Notons que c’est cette idée d’une proportionnelle compensatoire régionale que René Lévesque a mis de l’avant lors de son premier mandat en 1976. Bien que la complexité du système proposé alors par Robert Burns dans son livre vert, un système qui mettait au rancart les circonscriptions électorales traditionnelles au profit d’élection de panels régionaux, ait amené le caucus des élus du PQ à abandonner le projet, on pourrait imaginer une réforme moins radicale qui respecte le principe de députés locaux.
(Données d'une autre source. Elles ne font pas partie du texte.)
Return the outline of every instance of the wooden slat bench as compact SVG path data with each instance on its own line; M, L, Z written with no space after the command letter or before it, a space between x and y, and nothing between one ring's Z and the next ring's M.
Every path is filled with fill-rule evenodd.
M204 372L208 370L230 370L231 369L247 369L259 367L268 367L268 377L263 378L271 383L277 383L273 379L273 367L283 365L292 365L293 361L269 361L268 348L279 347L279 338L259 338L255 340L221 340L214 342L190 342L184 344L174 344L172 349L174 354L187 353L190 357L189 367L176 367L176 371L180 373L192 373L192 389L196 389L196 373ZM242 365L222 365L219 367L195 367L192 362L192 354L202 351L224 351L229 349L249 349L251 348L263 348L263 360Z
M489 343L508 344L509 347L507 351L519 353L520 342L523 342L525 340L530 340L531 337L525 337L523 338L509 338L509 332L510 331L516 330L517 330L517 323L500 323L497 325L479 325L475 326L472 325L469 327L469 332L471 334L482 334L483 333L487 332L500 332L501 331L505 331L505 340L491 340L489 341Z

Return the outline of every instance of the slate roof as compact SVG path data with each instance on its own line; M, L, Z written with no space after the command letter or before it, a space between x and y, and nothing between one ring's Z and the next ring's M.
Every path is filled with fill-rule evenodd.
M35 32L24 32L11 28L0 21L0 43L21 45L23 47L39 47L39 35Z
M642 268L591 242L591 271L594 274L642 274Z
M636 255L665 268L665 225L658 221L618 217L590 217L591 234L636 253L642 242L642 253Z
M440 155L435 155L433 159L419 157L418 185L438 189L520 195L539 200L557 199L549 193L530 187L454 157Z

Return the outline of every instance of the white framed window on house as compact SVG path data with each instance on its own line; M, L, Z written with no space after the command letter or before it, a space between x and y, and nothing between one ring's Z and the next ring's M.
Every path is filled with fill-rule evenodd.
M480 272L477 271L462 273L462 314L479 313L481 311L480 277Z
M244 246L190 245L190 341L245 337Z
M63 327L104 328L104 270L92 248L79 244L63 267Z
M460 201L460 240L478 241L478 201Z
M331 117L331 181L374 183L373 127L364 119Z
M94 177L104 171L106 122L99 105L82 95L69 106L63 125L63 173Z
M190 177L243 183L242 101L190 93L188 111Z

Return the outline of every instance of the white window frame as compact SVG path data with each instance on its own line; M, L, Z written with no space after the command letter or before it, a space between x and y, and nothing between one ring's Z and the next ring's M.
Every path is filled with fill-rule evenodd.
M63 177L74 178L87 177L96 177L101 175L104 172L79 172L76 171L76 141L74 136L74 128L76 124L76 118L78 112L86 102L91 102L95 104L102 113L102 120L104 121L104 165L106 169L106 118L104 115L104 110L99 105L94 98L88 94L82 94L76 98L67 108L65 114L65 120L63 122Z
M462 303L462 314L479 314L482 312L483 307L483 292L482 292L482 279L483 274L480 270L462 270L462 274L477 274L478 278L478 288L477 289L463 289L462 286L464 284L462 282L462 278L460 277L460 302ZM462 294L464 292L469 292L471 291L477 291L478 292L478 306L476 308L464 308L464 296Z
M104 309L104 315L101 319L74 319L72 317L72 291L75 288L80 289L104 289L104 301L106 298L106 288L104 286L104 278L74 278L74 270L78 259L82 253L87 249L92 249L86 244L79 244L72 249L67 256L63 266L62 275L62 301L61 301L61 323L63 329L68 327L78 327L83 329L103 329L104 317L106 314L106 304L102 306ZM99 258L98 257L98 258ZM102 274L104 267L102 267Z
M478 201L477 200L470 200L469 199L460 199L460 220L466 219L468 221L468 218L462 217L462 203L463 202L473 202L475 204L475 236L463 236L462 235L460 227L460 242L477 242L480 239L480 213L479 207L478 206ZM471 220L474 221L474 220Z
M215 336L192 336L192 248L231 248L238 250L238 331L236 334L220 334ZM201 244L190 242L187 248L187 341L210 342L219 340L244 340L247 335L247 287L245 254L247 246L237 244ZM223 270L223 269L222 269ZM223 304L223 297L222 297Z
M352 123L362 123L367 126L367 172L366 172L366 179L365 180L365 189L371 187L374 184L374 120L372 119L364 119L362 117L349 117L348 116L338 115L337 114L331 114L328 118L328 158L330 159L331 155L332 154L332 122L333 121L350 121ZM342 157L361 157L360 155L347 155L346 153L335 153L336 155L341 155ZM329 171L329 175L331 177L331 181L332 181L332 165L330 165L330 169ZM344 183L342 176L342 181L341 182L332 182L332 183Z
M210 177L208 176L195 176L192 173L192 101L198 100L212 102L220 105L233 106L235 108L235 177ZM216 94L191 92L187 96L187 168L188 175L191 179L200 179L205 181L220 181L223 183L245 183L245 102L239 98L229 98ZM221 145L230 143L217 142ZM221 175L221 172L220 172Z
Ce genre de système mixte, avec un seuil élevé et une répartition compensatoire régionale, aurait l’avantage de ne pas changer fondamentalement l’équilibre actuel qui favorise l’élection de gouvernements majoritaires stables, tout en permettant aux partis marginaux d’augmenter légèrement leur représentation et leur efficacité en Chambre (les Verts auraient ainsi pu obtenir 2 députés additionnels aux dernières élections). Il redonnerait un sens aux votes individuels même dans un comté où le candidat du parti de votre choix n’a pas de chance d’être élu. Et il permettrait aux partis politiques évincés de certaines provinces de mieux équilibrer leur représentation régionale (pensons aux Conservateurs et au NPD, sans représentants des provinces de l’Atlantique ; mais cela vaut aussi pour les Libéraux qui n’ont qu’un député en Saskatchewan et 4 en Alberta). Bref, on retrouverait plusieurs des avantages mis de l’avant par les défenseurs de la proportionnelle… sans le risque d’ébranler la stabilité que permet le régime actuel.